At any metric space, find a formula that gives the measure of the union of $n$ measurable sets, not necessary disjoint.

If the sets are disjoint the measure of the union is $$\mu \left ( \cup_{n=1}^{\infty} A_n \right)=\sum_{n=1}^{\infty}\mu(A_n)$$ right??

And when the sets are not disjoint the $=$ gets $\leq$.

Is this the formula that I am asked to find?? (Wondering)

 

[Evgeny.Makarov]

At any metric space, find a formula that gives the measure of the union of $n$ measurable sets, not necessary disjoint.

One option is
\[
\mu\left(\bigcup_{i=1}^n A_i\right)=\sum_{i=1}^n\mu\left(A_i\setminus\bigcup_{k=1}^{i-1}A_k\right).
\]

 

[Euge]

Since you are asked to find a formula, you must give an equation, not an inequality. I'll write down the formula, and leave it to you to prove it.

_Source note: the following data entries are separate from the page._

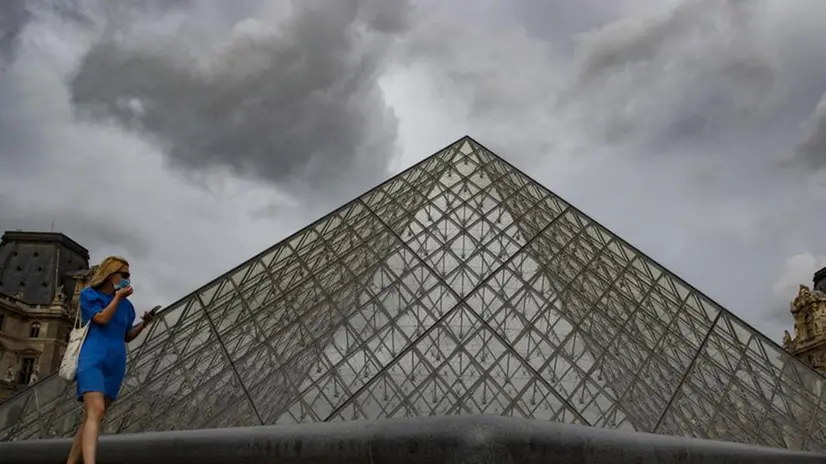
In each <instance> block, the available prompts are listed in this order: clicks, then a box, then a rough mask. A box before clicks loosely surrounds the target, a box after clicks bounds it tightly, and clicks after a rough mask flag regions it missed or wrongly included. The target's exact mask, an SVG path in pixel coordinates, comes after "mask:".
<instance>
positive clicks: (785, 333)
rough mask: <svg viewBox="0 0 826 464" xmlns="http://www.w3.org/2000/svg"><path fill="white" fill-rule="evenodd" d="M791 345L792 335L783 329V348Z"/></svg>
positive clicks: (791, 345) (785, 330) (787, 347)
mask: <svg viewBox="0 0 826 464" xmlns="http://www.w3.org/2000/svg"><path fill="white" fill-rule="evenodd" d="M790 346H792V336H791V335H790V334H789V331H788V330H784V331H783V348H789V347H790Z"/></svg>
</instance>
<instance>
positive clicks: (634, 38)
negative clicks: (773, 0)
mask: <svg viewBox="0 0 826 464" xmlns="http://www.w3.org/2000/svg"><path fill="white" fill-rule="evenodd" d="M750 6H751V4H750V2H741V1H735V0H726V1H719V0H692V1H684V2H682V3H681V4H679V5H678V6H677V7H675V8H674V9H673V10H671V11H668V12H666V13H664V14H661V15H659V16H655V17H652V18H649V19H646V20H634V19H629V20H625V21H621V22H618V23H615V24H612V25H609V26H606V27H603V28H601V29H599V30H597V31H595V32H593V33H591V34H588V35H586V36H584V37H583V39H582V41H581V43H580V47H579V59H578V62H577V65H576V68H575V72H574V73H573V75H572V82H571V85H570V87H569V88H568V89H567V90H566V92H565V93H563V95H562V97H561V104H562V106H563V109H564V110H566V111H574V112H579V113H582V114H584V115H585V116H584V117H585V118H586V122H587V123H588V124H587V126H586V127H587V129H586V130H587V131H588V133H589V134H590V135H591V136H596V137H599V138H600V139H602V140H604V141H605V142H608V143H611V144H617V143H633V144H643V145H650V146H649V147H648V148H649V149H651V148H655V147H662V146H663V145H664V144H670V145H673V144H674V143H686V142H687V141H690V142H691V143H697V142H701V141H705V140H708V139H709V138H710V137H715V136H718V135H719V134H724V133H726V132H730V131H733V130H738V129H741V128H742V127H743V126H744V125H748V124H753V123H756V122H759V121H760V120H759V118H760V117H761V116H762V117H763V118H764V119H763V121H765V120H766V119H765V118H766V116H768V114H769V113H768V112H767V110H768V109H769V108H770V107H771V106H770V103H771V102H770V101H769V98H770V97H771V96H772V94H773V91H774V85H775V64H774V63H773V62H772V56H771V55H770V54H768V53H766V52H765V51H764V47H763V37H762V36H761V31H760V30H759V29H758V24H756V20H755V17H754V13H753V11H752V10H751V9H750Z"/></svg>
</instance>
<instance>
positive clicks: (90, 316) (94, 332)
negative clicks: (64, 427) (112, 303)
mask: <svg viewBox="0 0 826 464" xmlns="http://www.w3.org/2000/svg"><path fill="white" fill-rule="evenodd" d="M114 297H115V295H114V294H111V295H107V294H106V293H102V292H99V291H97V290H95V289H93V288H91V287H87V288H84V289H83V290H82V291H81V292H80V318H81V321H82V323H83V324H86V323H87V322H88V321H90V320H92V318H93V317H94V316H95V314H97V313H99V312H101V311H102V310H103V309H104V308H105V307H106V306H107V305H108V304H109V302H111V301H112V299H113V298H114ZM134 320H135V307H134V306H132V303H131V302H130V301H129V300H128V299H123V300H121V301H120V303H118V308H117V310H116V311H115V315H114V316H112V319H111V320H110V321H109V322H108V323H106V324H98V323H97V322H94V321H92V323H91V324H90V325H89V332H88V333H87V334H86V341H84V342H83V347H81V349H80V354H79V355H78V360H77V399H78V401H83V394H84V393H87V392H100V393H103V396H104V397H105V398H109V399H111V400H112V401H114V400H116V399H117V398H118V392H119V391H120V386H121V383H122V382H123V376H124V374H126V334H127V333H128V332H129V329H131V328H132V323H133V322H134Z"/></svg>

Let $A_1,\ldots, A_n$ be $n$ measurable sets. Then

$$ \mu(\bigcup_{j = 1}^n A_j) = \sum_{j = 1}^k \mu(A_j) -\sum_{1\le j_1 < j_2 \le n} \mu(A_{j_1} \cap A_{j_2}) +\sum_{1 \le j_1 < j_2 < j_3 \le n}\mu(A_{j_1} \cap A_{j_2} \cap A_{j_3}) - \cdots + (-1)^{n-1} \mu(\bigcap_{j = 1}^n A_j)$$

 

[mathmari]

One option is
\[
\mu\left(\bigcup_{i=1}^n A_i\right)=\sum_{i=1}^n\mu\left(A_i\setminus\bigcup_{k=1}^{i-1}A_k\right).
\]

Since you are asked to find a formula, you must give an equation, not an inequality. I'll write down the formula, and leave it to you to prove it.

Let $A_1,\ldots, A_n$ be $n$ measurable sets. Then

$$ \mu(\bigcup_{j = 1}^n A_j) = \sum_{j = 1}^k \mu(A_j) -\sum_{1\le j_1 < j_2 \le n} \mu(A_{j_1} \cap A_{j_2}) +\sum_{1 \le j_1 < j_2 < j_3 \le n}\mu(A_{j_1} \cap A_{j_2} \cap A_{j_3}) - \cdots + (-1)^{n-1} \mu(\bigcap_{j = 1}^n A_j)$$

I understand! Thank you both very much! (Sun)